This article is shared with LebTown by content partner Spotlight PA.

By Ed Mahon of Spotlight PA

HARRISBURG — Members of Pennsylvania’s Medical Marijuana Advisory Board are publicly questioning the Wolf administration’s oversight of doctors and third-party certification companies, concerns that echo a yearlong Spotlight PA investigation into the state’s program.

During the most recent advisory board meeting in November, health department officials faced scrutiny over the rigor of telemedicine appointments for medical marijuana card approvals and advertising by medical marijuana businesses.

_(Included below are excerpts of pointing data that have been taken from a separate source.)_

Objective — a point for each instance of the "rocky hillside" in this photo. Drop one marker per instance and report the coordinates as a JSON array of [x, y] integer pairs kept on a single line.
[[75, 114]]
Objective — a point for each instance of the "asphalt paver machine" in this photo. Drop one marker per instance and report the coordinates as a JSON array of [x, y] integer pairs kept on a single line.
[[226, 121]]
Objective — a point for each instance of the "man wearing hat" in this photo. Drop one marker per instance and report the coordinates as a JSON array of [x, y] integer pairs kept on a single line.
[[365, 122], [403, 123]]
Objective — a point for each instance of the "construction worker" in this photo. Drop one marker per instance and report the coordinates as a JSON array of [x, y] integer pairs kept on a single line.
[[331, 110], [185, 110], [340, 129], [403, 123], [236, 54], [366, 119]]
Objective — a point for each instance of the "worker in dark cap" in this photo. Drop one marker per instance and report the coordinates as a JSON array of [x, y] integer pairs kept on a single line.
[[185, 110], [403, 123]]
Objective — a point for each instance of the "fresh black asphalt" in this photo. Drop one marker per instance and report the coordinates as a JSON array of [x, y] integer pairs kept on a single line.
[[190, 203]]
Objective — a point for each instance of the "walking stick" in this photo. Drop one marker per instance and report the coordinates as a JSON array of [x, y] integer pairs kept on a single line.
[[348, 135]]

Daniel Kambic, a physician and board member, referred to the current situation as “a little sloppy,” although it wasn’t clear whether he was specifically referring to certifications themselves, the department’s oversight, or both. “I think we need to tighten it up a little bit,” Kambic said.

Each year, hundreds of thousands of patients must receive approval from a physician if they want to legally use cannabis in the state. Some patients connect to these physicians through largely unregulated third-party companies. Spotlight PA’s reporting revealed that some of these businesses make misleading or incorrect medical claims, benefit from unequal advertising rules, and allegedly tie a doctor’s payment to patient approvals.

Department of Health officials have repeatedly insisted the agency doesn’t have oversight of third-party companies that help patients schedule appointments with doctors. But they’ve also provided few details about how the department ensures that the state’s more than 1,800 approved physicians review a patient’s available medical records and provide appropriate consultations.

Denise Johnson, the state’s physician general and acting health secretary, told board members the department would provide more details before the next meeting. But she emphasized the importance of patient complaints.

“We’re not able to oversee every situation, and so we do need to get those specific reports,” she said.

It’s rare for the department to formally discipline a doctor over potential violations of the state’s medical marijuana rules. The health department recently accepted a recommendation to briefly suspend a practitioner’s ability to issue certifications after a patient complained that the doctor did not review her medical records during a telehealth appointment.

When Democratic Gov. Tom Wolf and the Republican-controlled legislature first legalized medical marijuana in 2016, they specifically required doctors to meet with patients in person to approve them for medical marijuana. But the Department of Health waived the in-person requirements at the start of the coronavirus pandemic, and Wolf and the legislature changed state law in 2021 to permanently allow for telehealth appointments.

At one point during the advisory board meeting, member Diana Briggs noted that she and her son recently received certifications through telemedicine appointments and needed to provide records of their diagnoses for qualifying conditions.

But another board member, I. William Goldfarb, suggested that Briggs’ experience might be unusual.

“That’s excellent,” Goldfarb, a doctor, replied. “I certainly applaud that. But … I’m not confident that the vast majority of individuals who are willing to provide certification by telemedicine are that thorough.”

Laura Mentch, director of the state’s Office of Medical Marijuana, acknowledged there was “controversy” over the quality of those consultations.

Col. Robert Evanchick, an advisory board member and commissioner for the Pennsylvania State Police, told Spotlight PA he would like to explore the department’s oversight powers for third-party companies. In Pennsylvania, physicians are banned from advertising their ability to provide a certification, a rule that does not apply to medical marijuana card companies.

“I know we have oversight over the physicians as far as advertising,” Evanchick said after the meeting. “But we have these companies now who are kind of going out, and I don’t want to say advertising for the physicians — but, in reality, that’s kind of what they’re doing.”